Settlers shot in Nablus

Seven Jewish settlers are reported wounded after they defied Israeli military orders and travelled to an occupied religious site in the West Bank city of Nablus.

A group of extremist Jews was attacked near the former mosque

The resistance organisation Islamic Jihad has claimed responsibility for the attack early on Friday.

Elsewhere in the West Bank, at least three Palestinians have been wounded in clashes with Israeli occupation forces.

In a pre-dawn attack in Nablus near the site known to Jewish groups as Joseph’s Tomb, Palestinian fighters opened fire and threw an explosive device at a vehicle carrying a group of settlers, Aljazeera’s correspondent reported on Friday.

The Jewish settlers group comprised members of the Bratslav Hasidic sect, Israeli media said.
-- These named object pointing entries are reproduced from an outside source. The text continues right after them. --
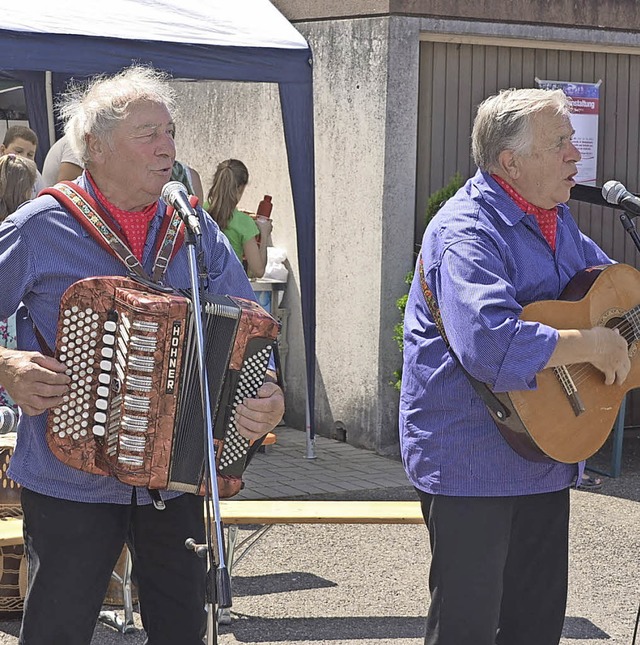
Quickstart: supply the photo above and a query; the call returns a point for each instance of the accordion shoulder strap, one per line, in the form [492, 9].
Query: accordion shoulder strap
[91, 215]
[97, 222]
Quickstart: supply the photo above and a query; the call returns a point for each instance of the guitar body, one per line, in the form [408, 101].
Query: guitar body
[545, 424]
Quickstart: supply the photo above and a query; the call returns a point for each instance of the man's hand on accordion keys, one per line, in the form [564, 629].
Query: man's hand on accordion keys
[34, 381]
[256, 417]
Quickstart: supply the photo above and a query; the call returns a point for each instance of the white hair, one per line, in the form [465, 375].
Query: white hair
[96, 107]
[503, 122]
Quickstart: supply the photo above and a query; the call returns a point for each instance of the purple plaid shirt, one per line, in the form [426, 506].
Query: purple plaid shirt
[484, 259]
They had reportedly entered the tomb along with other worshippers to pray at the site and were attacked as they left.

An earlier report said that one of the settlers had died.

Clashes later broke out between Israeli troops called into the area and local resistance fighters, the correspondent said, but there were no reports of casualties

At least two of the Jews were taken to hospital but the others were arrested for entering the Palestinian area without Israeli army authorisation, the Haaretz newspaper’s website said.

Bratslav Hasidic Jews often ignore military orders and sneak into the site of the tomb to hold prayers, it added.

West Bank settlers are among the most extreme Jews and move around heavily armed.

Occupied site

The tomb, an Ottoman structure dedicated to the Prophet Yusuf (the Arabic for Joseph), was reoccupied by Israeli troops after the outbreak of the Al-Aqsa Intifada in September 2000, to be followed by the rest of the West Bank.

The mosque used to attract Muslims from all over the Bilad al-Sham (the Levant) until the Israeli conquest of the West Bank in 1967 when it was taken over by Jewish settlers who later built a small synagogue there. Muslims were prevented from entering.

Following the Oslo accords, in 1993 the site was handed back to the Palestinians and Jews barred from entering for security reasons.

When the accords collapsed shortly before the Al-Aqsa Intifada started in September 2000 the site – located in the heart of the Arab city of Nablus – reverted to Israeli military rule.

Meanwhile, dozens of Israeli armoured vehicles launched a pre-dawn raid into the town of Jenin and the nearby village of Jaba, an Aljazeera reporter said.

At least three Palestinians were injured in ensuing clashes in Jaba, he added, but ambulances were prevented from reaching the village.